Replying to [zooko]comment:4:

For that matter, what about the major strategy change of not
implementing daemonization ourselves at all! We could leave that
job up to daemontools, supervisord, upstart, systemd, or tahoe run > tahoe-stdout.log.txt 2> tahoe-stderr.log.txt &.

I dunno. Daemonizing a tahoe node is a very common thing for people
to do. Twisted has excellent built-in daemonization tools. I don't
want to ask users to discover and learn some external daemonization
tool before they're able to do a very common operation. And my own
test/deployment workflow would be a lot harder if I had to use
daemontools just to launch a half-dozen local nodes. I still miss
tahoe's built-in --multiple feature. So I'm -1 on removing
this functionality from tahoe.

Incidentally, that tahoe run >logs & command doesn't record a
PID anywhere (making it hard to kill, especially when you run
multiple nodes), doesn't necessarily detach from the terminal (so
logging out might kill the process), doesn't rotate the logfiles,
throws any init-time errors into the stderr logfile where they
won't be noticed, and has no way to report setup/config errors via
an exit status code. All things that tahoe start provides :).

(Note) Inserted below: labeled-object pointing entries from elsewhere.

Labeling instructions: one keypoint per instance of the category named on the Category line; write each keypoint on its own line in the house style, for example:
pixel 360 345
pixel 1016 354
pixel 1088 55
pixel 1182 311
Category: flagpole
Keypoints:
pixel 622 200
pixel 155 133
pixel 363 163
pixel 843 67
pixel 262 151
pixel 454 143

OS packagers, on the other hand, will have some preferred
daemonization solution in mind already, so the non-daemonizing
tahoe run is important to maintain for them to use.

Also, what do you think about [comment:1 the earlier proposal] to
have tahoe --help mention the existence of the
[source:docs/logging.rst] file?

It's not a bad idea, although I worry that tahoe --help is
too long (61 lines at the moment). Once it grows beyond a page, it
becomes hard to use. But one more line might be ok.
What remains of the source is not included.